I may speak in very cold and calculating terms, but after finishing my final oral review for my Master's of Fine Art in Sculpture, it has become blatantly clear all it takes is an opinion to derail an artist and another opinion to get them back an track. People are fickle, so I stay focused on my product and the product of my team.
It is inevitable that my artistic style and opinion will bleed into the work, even if under the orders and style of another.
This is good fodder for conversation.
04 April 2002, 04:39 AM
suck, I think you misunderstood my point of putting that article on my site. it wasn't because i thought that shite I put under level design I was considering to be art. It was entirely unrelated, and perhaps fueled your statement "But when I see aspiring artists wasting their time writing paragraphs justifying their bad work verbally instead of spending it getting better, it is disconcerting." I think it is laughable for me to consider that work art.

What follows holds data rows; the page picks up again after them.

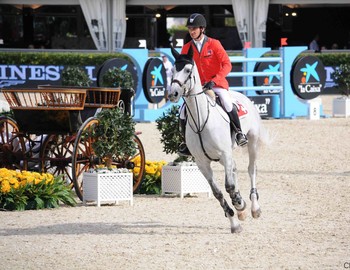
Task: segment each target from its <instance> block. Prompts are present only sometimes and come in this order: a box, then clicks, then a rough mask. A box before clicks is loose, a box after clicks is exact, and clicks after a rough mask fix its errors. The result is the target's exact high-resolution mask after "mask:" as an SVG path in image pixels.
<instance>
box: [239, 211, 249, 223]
mask: <svg viewBox="0 0 350 270" xmlns="http://www.w3.org/2000/svg"><path fill="white" fill-rule="evenodd" d="M237 215H238V219H239V220H240V221H244V220H245V219H246V218H247V214H246V211H237Z"/></svg>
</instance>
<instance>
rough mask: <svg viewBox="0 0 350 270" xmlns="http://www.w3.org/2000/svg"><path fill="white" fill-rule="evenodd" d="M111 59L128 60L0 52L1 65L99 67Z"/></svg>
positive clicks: (120, 53) (84, 55) (12, 52)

But I pesonally have no qualms about seeing product and art co-exist. I think practical/artistic is a perfectly natural pair, evident in architecture, furniture design, fashion, etc. A great amount of the world's greatest artwork was motivated by money or other material rewards to a degree. Sistine Chapel anyone? Renaissance portraits? Poe's short works?
I think what you said is right, unarguably so even, but the attitude you push is debilitating to people who hope to "pour their heart and soul" into making games artistic in the face of production realities. Why shouldn't people try? I think your cynicism is what led you to think I was trying to justify my shitty work with that unrelated article. The reality is, people try to anchor artistic endeavor whereever they can, and there's no reason why work can't be just such a place. Take it easy on us, suck!
04 April 2002, 10:18 PM
i apologize for being overly harsh in the statements I made... Although I did and still do believe that your site has some material on it that is distracting to a potential employer, I'm sorry for coming off as overly cynical.
personally I am quite passionate about my work and have on many occasions fought with the powers that be. what i wrote is my personal view of this job. it may be disappointing to some people to hear, especially those that are not yet working in the industry, but if you go in with rose colored glasses you're going to be really annoying to work with. I know because that was me five years ago.
don't look at it like 5 years ago i was a happy go lucky dreamer and now i'm a shriveled old naysayer... that's not the case. i've never been happier in my job or my life because i realized that going with the flow and doing your job is much more important in the early stages of your game art career than demanding people see things your way. you just have to shut up and pay your dues... and believe me, I didn't realize that for a while and it was damaging to my advancement.
but people new to the industry have to just be quiet and listen, do their job and not create conflicts. this passive attitude will naturally compromise one's sense of artistic individuality. I mean who is going to get all introspective on a piece of geometry they had to poly reduce? or textures they had to resize? there is so much to the job that is not art but busywork that when it does actually come time to create something unique it is really a thrill. that is when we can and should be passionate about what we do.
again, my apologies. my statements are based on an overall trend i've seen with new artists and were not intended as a personal attack.
04 April 2002, 12:10 PM
No hard feelings at all, I'm just mouthy. I'm pretty damned impressed with this board anyways, and your criticism was well taken, but not new to me. My glasses are very much not rose-colored =) More like a shit brown with flecks of frustration hehehe.
btw I really liked your work on that lipid-bilayer... just curious... are there actually any opportunities in CG in academia? Seems like Film, Games, TV, and Commercials are the only outlets so far and I figured education would be up there too.